A collection of interesting Data Science Projects that highlight the foundational understanding of SQL, Python and it's libraries
- Supervised Machine Learning Project - Classifying handwritten digits into its class using KNN
Skills tested: Pandas, Matplotlib, SciKit learn, Machine Learning, K-Nearest Neighbors classifier
Project description :In this project we work with the Scikit learn's in-built digits dataset which is a dataset of handwritten images rendered into pixels and then stored in an array. We use the image data to classify it into ten different classes from 0-9 based on the image. We also show how to choose the neighbors such that the model accuracy is the highest.
- Supervised Machine Learning Project - Predicting credit card approval using logistic regression classification model
Skills tested: Pandas, Supervised Learning with scikit-learn, Machine Learning, Logistic regression, grid search parameter tuning method
Project description :Commercial banks receive a lot of applications for credit cards. Many of them get rejected for many reasons, like high loan balances, low income levels, or too many inquiries on an individual's credit report, for example. Manually analyzing these applications is mundane, error-prone, and time-consuming (and time is money!). Luckily, this task can be automated with the power of machine learning and pretty much every commercial bank does so nowadays. In this project, we will build an automatic credit card approval predictor using machine learning techniques, just like the real banks do. The dataset used in this project is the Credit Card Approval dataset from the UCI Machine Learning Repository.

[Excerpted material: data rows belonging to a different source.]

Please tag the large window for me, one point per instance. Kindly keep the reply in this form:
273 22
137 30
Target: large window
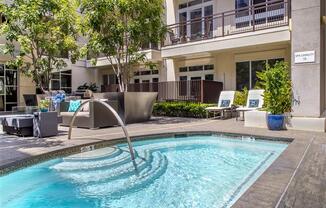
195 18
246 72
146 76
203 72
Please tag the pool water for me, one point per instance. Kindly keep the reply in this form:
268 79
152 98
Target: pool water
194 171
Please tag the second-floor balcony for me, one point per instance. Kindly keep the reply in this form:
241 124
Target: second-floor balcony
271 14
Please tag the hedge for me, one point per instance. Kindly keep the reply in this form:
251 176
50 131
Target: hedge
180 109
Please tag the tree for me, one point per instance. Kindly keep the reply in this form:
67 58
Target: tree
42 30
117 29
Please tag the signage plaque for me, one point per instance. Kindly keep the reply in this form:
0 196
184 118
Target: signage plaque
304 57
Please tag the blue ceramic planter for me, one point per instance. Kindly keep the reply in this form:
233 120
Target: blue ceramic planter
275 122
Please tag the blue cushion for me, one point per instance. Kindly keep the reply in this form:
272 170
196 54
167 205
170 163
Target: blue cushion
225 103
74 105
253 103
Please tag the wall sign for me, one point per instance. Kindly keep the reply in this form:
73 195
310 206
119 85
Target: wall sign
304 57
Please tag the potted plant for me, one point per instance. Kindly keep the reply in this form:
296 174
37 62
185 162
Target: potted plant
278 93
44 105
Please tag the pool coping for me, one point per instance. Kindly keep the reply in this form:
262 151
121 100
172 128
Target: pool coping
240 202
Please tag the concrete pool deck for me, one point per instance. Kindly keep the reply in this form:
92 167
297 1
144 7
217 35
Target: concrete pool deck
296 179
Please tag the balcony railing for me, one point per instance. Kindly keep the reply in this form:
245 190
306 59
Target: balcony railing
195 90
257 17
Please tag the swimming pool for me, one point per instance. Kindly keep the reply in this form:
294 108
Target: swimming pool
183 171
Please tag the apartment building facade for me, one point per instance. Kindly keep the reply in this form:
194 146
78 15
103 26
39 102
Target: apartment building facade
228 41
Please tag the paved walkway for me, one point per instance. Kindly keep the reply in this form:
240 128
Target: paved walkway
296 179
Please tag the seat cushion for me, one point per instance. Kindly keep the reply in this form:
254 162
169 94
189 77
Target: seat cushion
70 114
74 105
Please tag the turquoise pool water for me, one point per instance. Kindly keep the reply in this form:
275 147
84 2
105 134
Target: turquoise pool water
194 171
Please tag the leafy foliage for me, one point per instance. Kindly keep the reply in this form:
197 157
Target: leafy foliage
117 29
180 109
44 104
41 30
278 89
241 97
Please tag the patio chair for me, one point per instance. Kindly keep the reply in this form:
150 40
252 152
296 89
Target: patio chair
255 101
225 102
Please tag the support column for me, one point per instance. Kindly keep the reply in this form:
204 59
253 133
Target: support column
170 70
308 77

- Unsupervised Machine Learning Project - Customer segmentation using app behaviour for a marketing app
Skills tested: Pandas, Numpy, Unsupervised Learning with scikit-learn, Machine Learning, Elbow method, k-means clustering, Funnel visualisation using Plotly
Project description :Here we have the data from a marketing app that creates a drive to store solution by showing advertising brochures to users. Based on a combination of user activity & preference, users are sent different kinds of push notifications. The data tells us if a particular user received a notification and if they opened it. We use k-means clustering to segment the users into low, mid and high value customers and propose individual trageting strategies for each segment. Moreover, basic EDA coupled with the segmentation helps us recognise interesting patterns in user behaviour over several weeks and helps us define key initiatives to utilise the user trends to improve business growth.

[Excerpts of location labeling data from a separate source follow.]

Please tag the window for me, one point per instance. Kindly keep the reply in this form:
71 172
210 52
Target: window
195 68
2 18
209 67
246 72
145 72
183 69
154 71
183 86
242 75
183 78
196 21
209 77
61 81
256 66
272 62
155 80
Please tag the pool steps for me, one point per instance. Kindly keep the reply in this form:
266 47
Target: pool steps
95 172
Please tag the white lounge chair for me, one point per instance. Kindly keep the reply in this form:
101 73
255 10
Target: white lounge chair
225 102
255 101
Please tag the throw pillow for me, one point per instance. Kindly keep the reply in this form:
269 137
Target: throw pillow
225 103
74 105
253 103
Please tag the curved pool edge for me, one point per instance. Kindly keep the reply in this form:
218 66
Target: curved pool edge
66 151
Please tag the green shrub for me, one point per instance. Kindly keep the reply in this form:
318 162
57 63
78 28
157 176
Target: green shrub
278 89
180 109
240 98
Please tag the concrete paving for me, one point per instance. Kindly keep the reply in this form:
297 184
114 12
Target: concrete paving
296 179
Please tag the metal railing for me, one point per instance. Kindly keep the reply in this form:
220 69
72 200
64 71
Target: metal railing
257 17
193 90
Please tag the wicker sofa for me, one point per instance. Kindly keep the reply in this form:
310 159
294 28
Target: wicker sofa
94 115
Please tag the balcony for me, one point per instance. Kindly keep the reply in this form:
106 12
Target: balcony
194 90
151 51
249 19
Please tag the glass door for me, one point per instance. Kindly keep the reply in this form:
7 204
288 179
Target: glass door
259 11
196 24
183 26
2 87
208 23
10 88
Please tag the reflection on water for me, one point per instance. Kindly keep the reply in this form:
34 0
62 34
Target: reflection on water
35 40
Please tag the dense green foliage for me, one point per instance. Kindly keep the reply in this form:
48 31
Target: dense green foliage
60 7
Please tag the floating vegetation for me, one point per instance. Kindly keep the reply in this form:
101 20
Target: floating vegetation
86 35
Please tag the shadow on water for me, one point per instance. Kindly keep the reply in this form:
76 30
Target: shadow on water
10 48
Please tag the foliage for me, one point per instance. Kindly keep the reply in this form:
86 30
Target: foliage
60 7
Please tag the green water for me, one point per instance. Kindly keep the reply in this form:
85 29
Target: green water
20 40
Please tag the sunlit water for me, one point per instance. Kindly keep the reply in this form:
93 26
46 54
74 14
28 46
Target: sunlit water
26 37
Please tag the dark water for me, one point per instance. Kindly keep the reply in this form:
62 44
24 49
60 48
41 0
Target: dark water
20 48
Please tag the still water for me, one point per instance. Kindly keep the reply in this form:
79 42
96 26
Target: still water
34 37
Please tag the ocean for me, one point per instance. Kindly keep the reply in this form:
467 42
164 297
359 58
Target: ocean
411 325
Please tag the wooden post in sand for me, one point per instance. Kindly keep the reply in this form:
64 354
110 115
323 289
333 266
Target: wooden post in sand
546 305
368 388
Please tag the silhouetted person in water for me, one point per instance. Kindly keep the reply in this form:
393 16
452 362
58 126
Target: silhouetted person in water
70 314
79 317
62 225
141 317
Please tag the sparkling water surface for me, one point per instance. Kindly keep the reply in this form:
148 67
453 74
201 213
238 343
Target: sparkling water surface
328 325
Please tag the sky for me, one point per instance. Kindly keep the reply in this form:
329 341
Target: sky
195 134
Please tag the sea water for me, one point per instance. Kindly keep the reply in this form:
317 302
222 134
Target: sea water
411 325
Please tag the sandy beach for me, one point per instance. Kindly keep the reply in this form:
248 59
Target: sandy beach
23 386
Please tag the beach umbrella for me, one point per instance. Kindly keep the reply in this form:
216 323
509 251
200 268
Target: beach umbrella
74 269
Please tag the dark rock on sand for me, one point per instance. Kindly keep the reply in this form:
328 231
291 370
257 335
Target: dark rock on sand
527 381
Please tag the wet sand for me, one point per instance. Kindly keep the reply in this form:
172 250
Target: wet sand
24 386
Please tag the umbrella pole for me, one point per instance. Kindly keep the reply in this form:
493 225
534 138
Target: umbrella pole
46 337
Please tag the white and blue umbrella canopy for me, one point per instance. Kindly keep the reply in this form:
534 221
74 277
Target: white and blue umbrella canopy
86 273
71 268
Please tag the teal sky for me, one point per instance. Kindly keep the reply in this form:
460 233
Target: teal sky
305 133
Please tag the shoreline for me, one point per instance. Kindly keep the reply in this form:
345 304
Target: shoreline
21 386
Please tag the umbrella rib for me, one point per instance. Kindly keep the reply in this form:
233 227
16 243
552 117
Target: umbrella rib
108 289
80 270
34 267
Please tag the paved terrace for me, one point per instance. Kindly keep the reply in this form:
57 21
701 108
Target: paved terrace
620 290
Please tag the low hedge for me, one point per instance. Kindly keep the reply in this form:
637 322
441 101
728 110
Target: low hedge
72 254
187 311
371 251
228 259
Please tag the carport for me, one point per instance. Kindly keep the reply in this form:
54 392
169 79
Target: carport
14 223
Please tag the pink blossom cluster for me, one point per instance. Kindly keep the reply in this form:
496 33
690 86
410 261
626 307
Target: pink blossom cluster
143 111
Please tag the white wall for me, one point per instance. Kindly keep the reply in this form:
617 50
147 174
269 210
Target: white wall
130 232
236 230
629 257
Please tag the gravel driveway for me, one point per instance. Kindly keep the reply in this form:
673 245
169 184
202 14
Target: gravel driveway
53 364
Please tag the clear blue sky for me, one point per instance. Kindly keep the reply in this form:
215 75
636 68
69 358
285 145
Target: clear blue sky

- Computer Vision Project - Bees image loading and preprocessing to create a data pipeline
Skills tested - Numpy, Pandas, Images module from Pillow library, data visualization, image transformation, kernel density estimation, Ipython display
Project description :The question at hand is: can a machine identify a bee as a honey bee or a bumble bee? These bees have different behaviors and appearances, but given the variety of backgrounds, positions, and image resolutions it can be a challenge for machines to tell them apart.Being able to identify bee species from images is a task that ultimately would allow researchers to more quickly and effectively collect field data. Pollinating bees have critical roles in both ecology and agriculture, and diseases like colony collapse disorder threaten these species. Identifying different species of bees in the wild means that we can better understand the prevalence and growth of these important insects. This notebook walks through loading and processing images. After loading and processing these images, they will be ready for building models that can automatically detect honeybees and bumblebees.

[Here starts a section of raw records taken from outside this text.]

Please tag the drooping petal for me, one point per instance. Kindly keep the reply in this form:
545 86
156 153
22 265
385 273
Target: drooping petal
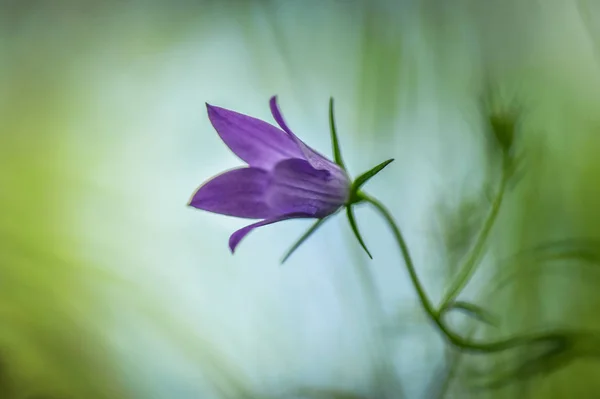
298 187
256 142
238 192
236 237
315 159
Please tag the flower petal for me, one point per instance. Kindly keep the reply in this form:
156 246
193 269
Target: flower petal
315 159
238 192
236 237
256 142
298 187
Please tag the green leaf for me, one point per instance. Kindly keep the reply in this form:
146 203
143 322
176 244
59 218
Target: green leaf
308 233
362 179
337 154
354 227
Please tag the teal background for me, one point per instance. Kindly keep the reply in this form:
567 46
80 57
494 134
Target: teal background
110 287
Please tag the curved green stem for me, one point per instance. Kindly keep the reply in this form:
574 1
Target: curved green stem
435 316
468 268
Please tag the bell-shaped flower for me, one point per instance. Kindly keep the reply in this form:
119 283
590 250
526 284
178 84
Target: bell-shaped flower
284 179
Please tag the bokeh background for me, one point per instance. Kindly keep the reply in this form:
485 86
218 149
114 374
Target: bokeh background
111 287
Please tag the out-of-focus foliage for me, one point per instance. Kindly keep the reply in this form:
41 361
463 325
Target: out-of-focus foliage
107 291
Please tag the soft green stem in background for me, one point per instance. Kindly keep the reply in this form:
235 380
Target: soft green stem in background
469 267
435 316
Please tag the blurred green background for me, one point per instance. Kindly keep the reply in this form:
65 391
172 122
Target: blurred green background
110 287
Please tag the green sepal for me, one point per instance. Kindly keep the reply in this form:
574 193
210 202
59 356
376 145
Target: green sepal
362 179
308 233
353 225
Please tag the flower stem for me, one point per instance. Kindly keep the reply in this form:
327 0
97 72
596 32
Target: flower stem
468 268
434 315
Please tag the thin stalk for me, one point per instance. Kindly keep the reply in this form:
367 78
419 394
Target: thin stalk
468 268
453 338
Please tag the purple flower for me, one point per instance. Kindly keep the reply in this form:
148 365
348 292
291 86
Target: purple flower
284 179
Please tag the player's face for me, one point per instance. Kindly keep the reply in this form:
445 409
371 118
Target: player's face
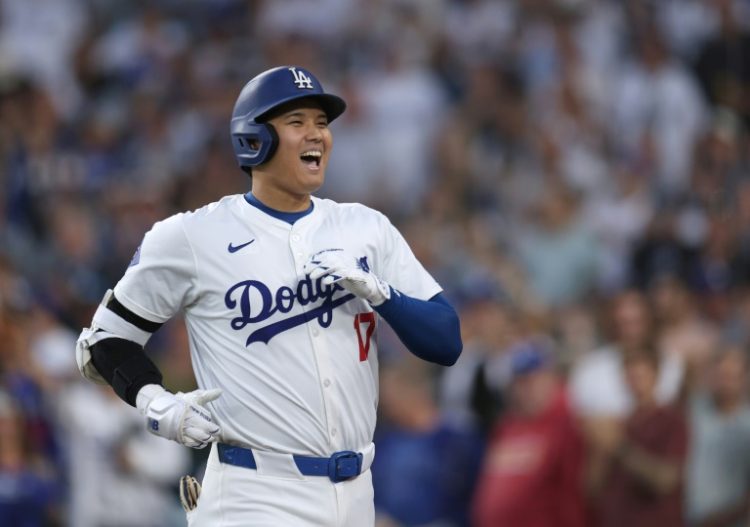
305 142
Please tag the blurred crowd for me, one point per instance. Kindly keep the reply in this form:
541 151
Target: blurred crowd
575 173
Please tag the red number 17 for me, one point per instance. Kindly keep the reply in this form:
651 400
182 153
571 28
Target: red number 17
367 320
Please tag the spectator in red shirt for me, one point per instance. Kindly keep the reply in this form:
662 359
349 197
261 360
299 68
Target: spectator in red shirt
532 473
637 476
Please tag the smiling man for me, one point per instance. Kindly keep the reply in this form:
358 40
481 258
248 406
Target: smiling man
282 293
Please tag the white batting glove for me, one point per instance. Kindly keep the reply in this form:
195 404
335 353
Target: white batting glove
181 417
335 266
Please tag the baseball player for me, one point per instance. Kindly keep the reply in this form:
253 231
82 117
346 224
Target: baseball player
281 293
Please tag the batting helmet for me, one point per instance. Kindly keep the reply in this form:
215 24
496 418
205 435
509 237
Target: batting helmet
254 140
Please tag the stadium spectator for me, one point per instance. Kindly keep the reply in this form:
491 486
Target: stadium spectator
533 469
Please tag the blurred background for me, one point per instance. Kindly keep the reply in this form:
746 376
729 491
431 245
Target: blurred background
575 173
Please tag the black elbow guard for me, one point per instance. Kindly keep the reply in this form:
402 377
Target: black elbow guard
125 366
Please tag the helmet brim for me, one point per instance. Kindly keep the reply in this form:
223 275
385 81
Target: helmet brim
332 105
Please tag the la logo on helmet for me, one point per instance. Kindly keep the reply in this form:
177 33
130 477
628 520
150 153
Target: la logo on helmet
300 79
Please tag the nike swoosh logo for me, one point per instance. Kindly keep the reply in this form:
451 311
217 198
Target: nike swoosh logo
234 248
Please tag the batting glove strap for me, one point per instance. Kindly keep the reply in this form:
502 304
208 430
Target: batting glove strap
181 417
337 267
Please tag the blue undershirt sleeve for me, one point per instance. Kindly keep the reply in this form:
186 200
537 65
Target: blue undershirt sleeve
430 329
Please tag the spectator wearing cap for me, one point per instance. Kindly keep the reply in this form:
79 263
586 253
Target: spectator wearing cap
532 471
426 465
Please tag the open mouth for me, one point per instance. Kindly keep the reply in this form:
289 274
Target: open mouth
312 158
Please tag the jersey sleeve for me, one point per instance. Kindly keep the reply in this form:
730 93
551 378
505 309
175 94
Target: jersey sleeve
401 269
160 279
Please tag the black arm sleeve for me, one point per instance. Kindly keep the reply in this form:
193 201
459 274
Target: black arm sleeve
125 366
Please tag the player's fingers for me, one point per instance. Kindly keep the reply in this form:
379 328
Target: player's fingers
332 279
206 396
319 271
310 265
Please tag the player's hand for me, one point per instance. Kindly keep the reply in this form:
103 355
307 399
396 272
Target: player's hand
181 417
335 266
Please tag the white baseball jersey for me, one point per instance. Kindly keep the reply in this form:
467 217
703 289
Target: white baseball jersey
297 360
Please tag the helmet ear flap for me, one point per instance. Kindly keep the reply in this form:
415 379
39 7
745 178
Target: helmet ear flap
273 143
255 144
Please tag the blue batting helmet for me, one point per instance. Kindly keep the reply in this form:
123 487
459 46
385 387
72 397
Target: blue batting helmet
254 140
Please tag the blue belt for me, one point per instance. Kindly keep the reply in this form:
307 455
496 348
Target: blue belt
339 467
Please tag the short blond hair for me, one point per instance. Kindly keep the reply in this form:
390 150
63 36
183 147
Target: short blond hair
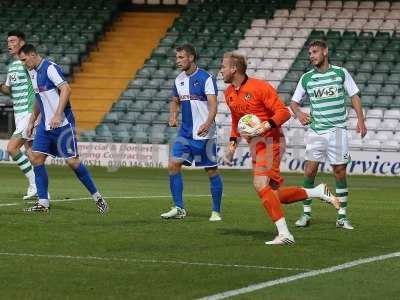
237 60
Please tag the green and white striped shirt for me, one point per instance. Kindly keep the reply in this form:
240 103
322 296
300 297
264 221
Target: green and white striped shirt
22 92
326 92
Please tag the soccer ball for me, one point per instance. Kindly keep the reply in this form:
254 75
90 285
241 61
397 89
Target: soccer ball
247 123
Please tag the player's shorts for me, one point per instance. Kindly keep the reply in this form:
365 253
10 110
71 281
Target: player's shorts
59 142
21 125
202 152
331 146
266 158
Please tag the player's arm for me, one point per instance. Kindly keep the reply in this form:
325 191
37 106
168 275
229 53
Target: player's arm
56 76
212 112
210 89
273 103
174 107
298 95
173 112
352 90
5 89
233 139
34 116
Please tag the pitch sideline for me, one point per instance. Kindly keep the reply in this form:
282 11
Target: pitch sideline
313 273
154 261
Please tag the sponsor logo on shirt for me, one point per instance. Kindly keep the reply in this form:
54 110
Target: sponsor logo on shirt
326 92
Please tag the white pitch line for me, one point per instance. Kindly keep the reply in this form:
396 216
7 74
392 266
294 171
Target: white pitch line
90 198
283 280
155 261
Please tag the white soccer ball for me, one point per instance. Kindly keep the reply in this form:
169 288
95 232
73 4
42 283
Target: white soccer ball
247 123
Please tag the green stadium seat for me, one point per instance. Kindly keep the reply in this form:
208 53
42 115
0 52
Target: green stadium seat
163 95
138 106
156 106
129 94
345 45
377 78
367 67
162 118
368 100
140 137
130 117
365 36
122 136
389 89
356 55
140 127
371 89
389 57
393 78
372 56
383 101
121 105
146 117
349 35
145 72
383 67
112 117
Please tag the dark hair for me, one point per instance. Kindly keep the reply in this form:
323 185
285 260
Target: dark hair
318 43
189 49
27 49
17 33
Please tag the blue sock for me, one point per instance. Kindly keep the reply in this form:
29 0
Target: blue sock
42 181
216 188
84 176
176 186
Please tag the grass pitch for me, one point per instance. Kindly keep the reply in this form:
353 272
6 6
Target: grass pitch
74 253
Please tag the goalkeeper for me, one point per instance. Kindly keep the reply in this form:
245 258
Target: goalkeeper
247 95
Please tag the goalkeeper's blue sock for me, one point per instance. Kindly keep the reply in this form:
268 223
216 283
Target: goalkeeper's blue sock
176 186
216 188
42 181
84 176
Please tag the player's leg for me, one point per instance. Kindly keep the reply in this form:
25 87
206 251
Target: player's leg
14 149
216 189
342 194
316 151
273 207
338 154
180 154
310 171
84 176
42 182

- Computer Vision Project - Object detection in images using computer vision and tensorflow
Skills tested - cvlib, openCV, pandas, matplotlib
Project description :In this notebook we write a simple program that reads and image from the chosen directory and processes it for object detection using the openCV and cvlib modules of python. The program detects basic objects like bus, car, truck, person, apple, etc. We are using a pre-trained model to detect basic objects instead of training a model ourselves.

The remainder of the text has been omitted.